George Silberbauer worked as the Bushman Survey Officer in the Central Kalahari during the 1960s. At that time, the G/wikhoen and G//anakhoen San that lived there depended almost entirely on hunting and gathering. Unlike much of the rest of the Kalahari the CKGR has no permanent surface water and this constrained human settlement and mobility patterns. During the brief wet seasons G/wi and G//ana congregated at the shallow pans that brimmed with water following spectacular thunderstorms. The long dry seasons were an altogether different story. [...] The relatively large groups of people that congregated at the pans broke up into much smaller kin-based units and dispersed into the bush so that they could exploit available resources as efficiently as possible. [...] When Silberbauer sank a borehole at Xade for his own use in 1961, he inadvertently set the ball of change rolling. The year-round availability of water in Xade enticed many G/wi from their dry season camps thus inverting a seasonal aggregation and dispersal pattern that had persevered as long as anyone could remember. It also gave them a taste for the spoils of modernity. [Pg. 1]

[...] Even during the 1960s increasing numbers of CKGR San were drifting to the Ghanzi ranches and Tswana cattle-posts in Kweneng where they entered labour relationships, often exploitative, with Tswana and white farmers. [Pg. 2]

[...] With easy water Xade’s population grew rapidly.
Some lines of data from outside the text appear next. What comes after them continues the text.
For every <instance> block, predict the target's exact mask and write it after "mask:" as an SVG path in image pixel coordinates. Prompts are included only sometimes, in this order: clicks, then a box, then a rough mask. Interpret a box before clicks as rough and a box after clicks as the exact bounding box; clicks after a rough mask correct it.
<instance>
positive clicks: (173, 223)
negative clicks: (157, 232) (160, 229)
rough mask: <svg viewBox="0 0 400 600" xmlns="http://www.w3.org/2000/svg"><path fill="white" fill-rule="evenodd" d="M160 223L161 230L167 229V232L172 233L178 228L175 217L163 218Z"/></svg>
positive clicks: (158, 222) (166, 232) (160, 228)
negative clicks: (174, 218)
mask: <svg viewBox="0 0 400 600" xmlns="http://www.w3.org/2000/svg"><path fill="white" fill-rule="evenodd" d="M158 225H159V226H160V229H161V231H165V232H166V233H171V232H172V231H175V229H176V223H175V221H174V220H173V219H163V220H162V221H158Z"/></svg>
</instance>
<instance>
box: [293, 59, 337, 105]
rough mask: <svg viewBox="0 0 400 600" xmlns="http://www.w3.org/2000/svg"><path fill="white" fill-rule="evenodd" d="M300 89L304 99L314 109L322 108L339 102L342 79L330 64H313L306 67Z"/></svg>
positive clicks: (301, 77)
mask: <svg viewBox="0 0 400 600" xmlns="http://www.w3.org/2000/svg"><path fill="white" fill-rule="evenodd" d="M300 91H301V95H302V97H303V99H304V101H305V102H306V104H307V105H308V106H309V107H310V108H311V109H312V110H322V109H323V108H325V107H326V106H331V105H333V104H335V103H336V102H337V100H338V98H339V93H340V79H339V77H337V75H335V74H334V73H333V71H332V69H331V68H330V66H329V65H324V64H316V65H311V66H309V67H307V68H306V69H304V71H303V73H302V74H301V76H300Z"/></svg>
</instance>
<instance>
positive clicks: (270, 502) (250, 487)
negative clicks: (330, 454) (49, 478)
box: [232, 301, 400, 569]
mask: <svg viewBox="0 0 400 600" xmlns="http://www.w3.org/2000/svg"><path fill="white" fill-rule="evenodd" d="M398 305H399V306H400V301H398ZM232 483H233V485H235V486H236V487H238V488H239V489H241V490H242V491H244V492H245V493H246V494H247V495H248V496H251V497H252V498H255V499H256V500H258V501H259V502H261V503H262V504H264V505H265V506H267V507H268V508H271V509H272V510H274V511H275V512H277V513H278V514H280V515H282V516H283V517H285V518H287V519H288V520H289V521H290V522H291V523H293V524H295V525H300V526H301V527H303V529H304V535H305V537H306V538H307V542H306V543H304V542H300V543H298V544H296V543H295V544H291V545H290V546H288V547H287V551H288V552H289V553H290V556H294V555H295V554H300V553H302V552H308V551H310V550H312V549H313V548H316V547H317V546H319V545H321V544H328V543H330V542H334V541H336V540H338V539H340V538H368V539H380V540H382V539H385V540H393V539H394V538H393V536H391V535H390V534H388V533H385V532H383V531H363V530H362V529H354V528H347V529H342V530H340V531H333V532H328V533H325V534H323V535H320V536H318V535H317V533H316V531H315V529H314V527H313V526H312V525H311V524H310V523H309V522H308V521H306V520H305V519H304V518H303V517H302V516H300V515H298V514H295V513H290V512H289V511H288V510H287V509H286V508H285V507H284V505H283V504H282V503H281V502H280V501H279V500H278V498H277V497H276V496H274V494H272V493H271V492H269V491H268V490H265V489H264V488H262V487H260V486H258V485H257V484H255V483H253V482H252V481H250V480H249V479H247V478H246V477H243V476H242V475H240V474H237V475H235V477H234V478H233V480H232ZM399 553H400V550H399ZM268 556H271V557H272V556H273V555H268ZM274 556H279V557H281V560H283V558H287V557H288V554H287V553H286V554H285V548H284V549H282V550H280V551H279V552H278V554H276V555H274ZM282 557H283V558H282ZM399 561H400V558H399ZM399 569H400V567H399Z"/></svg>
By 1980 it was a permanent settlement and two years later the Government built a school and a health centre there. Game avoided the area, veldfoods were over-utilised and the people grew increasingly reliant on state aid. Residents of Xade also realised that with permanent water they could keep livestock. As other water-points were established during the 1980s the residents of the CKGR brought more goats, donkeys, dogs and horses into the reserve. Horses and dogs were particularly prized since they radically increased hunting efficiency and range. The anthropologist Masakazu Osaki (1984:53) reported that during his stay in Xade between September and February in 1982/3, of the 91 large ungulates killed by hunters only one of these was brought down by traditional bow and arrow. Likewise, year-round access to potable water allowed the Xade population to experiment with cultivation. With support from agricultural extension services some managed small harvests of sorghum, maize meal and cow peas. By 1985, it was reported that almost all G/wi planted gardens. [Pg. 2]

[...] Between 1965 and 1996 the population in the CKGR fluctuated by as much as 41% between wet and dry seasons. Many who left the CKGR during dry seasons did so to take up work on the Ghanzi cattle ranches or for Tswana households in areas adjacent to the reserve. Some were seduced by the spoils of cattle-post life and remained while others returned to the CKGR for the rainy seasons. [Pg. 2]

[...] Although the residents of the CKGR complained about the restrictions imposed on hunting and the sometimes-harsh enforcement practices adopted by over-zealous wildlife officials, they still maintained their mixed economy of hunting, gathering, cultivation and herding. [Pg. 3] (source)
In the paper, Suzman is very critical of Survival International, the organization that has been championing the G/wi and G//ana's right to the CKGR. Stephen Corry, the head of the organization, responded to Suzman's paper in this volume of the journal Before Farming (scroll down to find the PDF).

Note: New Xade is the settlement outside the CKGR that was founded by the government.